If you wanted to know the difference between a comic book film and a film about comic books but you didn't know how, watching Glass might help.
Writer-Director-Cameo-er M. Night Shyamalan takes his love for comic books to a new level with this quasi-sequel-mashup film, which gets its DNA from its better half Unbreakable (as opposed to its lesser half Split) and somehow turns out to be less than the sum of its 2 predecessors.
Bruce Willis is back as David. Also back are Samuel L. Jackson, glacial pacing, moody cinematography and unlimited philosophical musings. Sadly, they're much less potent as a package this time around when mixed with 24 James McAvoys and a 5.1 Dolby Surround background score of screeching violins by West Dylan Thordson.
None of the above things are bad at all. The first half is occasionally solid entertainment, the Shyamalan touch makes for some fun compositions and camerawork by Mike Gioulakis, and very early on in the film itself, Shyamalan gives to the audience everything they had wanted from this film: McAvoy vs Bruce Willis. McAvoy, in fact, expectedly steals the show with his character-hopping antics and while some are better than the others, McAvoy is all in playing each of them. He lifts each single shot he's in, much like he did last time around, and you barely have time to look at Willis and Jackson, who are both serviceably glum and larger than life.
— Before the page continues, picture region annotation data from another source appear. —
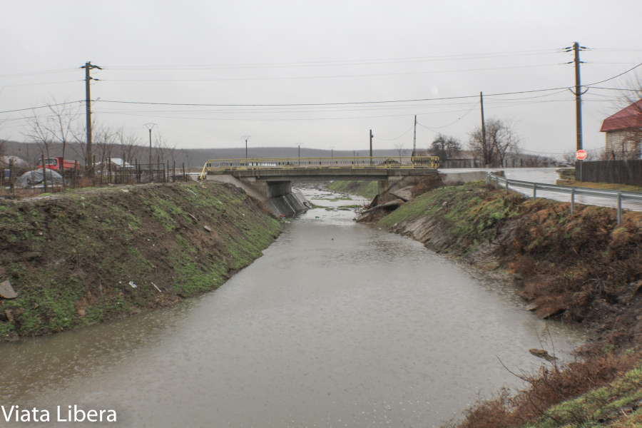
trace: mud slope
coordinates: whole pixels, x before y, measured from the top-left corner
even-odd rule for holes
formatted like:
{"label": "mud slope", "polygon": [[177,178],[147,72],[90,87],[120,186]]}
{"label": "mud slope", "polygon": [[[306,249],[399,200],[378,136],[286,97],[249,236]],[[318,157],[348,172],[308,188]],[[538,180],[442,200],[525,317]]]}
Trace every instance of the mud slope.
{"label": "mud slope", "polygon": [[260,257],[280,231],[255,200],[215,183],[96,189],[2,204],[0,281],[9,279],[18,297],[0,300],[0,341],[213,290]]}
Where the film disappoints is in its resolution and the path to it. Shyamalan thinks of himself and his film as much smarter than they actually are, which is worrisome considering 30% of the film is characters either waxing poetic about the heroes and villains inside each of us, making meta commentary about comic books and their tropes or Shyamalan doing increasingly larger cameos with way too many speaking lines. It's not really that continually interesting when you have to hear 3 "superheroes" talk about whether or not they're superheroes, out of which some of what is said is either repeated from 15 minutes ago or recycled from Unbreakable.
Another aspect that plays spoilsport is the constraints that seem to have come with the film's limited $20 million budget. I'm all in favor of making ambitious action films at small budgets and some of them have been massively impressive (such as Mandy and Upgrade), but the presence of big stars might have put Shyamalan in a money bind, who works around it by setting most of the film in one hospital building and keeping actual action to a minimum and simple enough to not require much VFX work. (His choice of carefully obstructed shots to cover up actual destruction of property in various scenes is actually a fun touch.)
Everyone invested in his career, who thought he might finally grab the big chance to get back into the spotlight again, can heave a sigh of disappointment. Shyamalan is once again let down by his writing side, who has massively overthought the underlying themes to the exclusion of all else, including plot. Also, when you think about it, the story seems to have been similarly covered by another philosophy-heavy franchise, the TV show Heroes. In fact, the infamous Shyamalan twist at the end takes the film to the exact point where the show had ended its original run too.
Glass ends up more of a disappointment than a satisfying conclusion to cult characters. It might've been a good idea to have a rewrite after your epynomous villain does barely anything of impact through most of the film's timeline. Watch it for a few Shyamalan sparks and McAvoy's captivating performance. Do not watch it just because Shyamalan is from India coz that's racist, guys.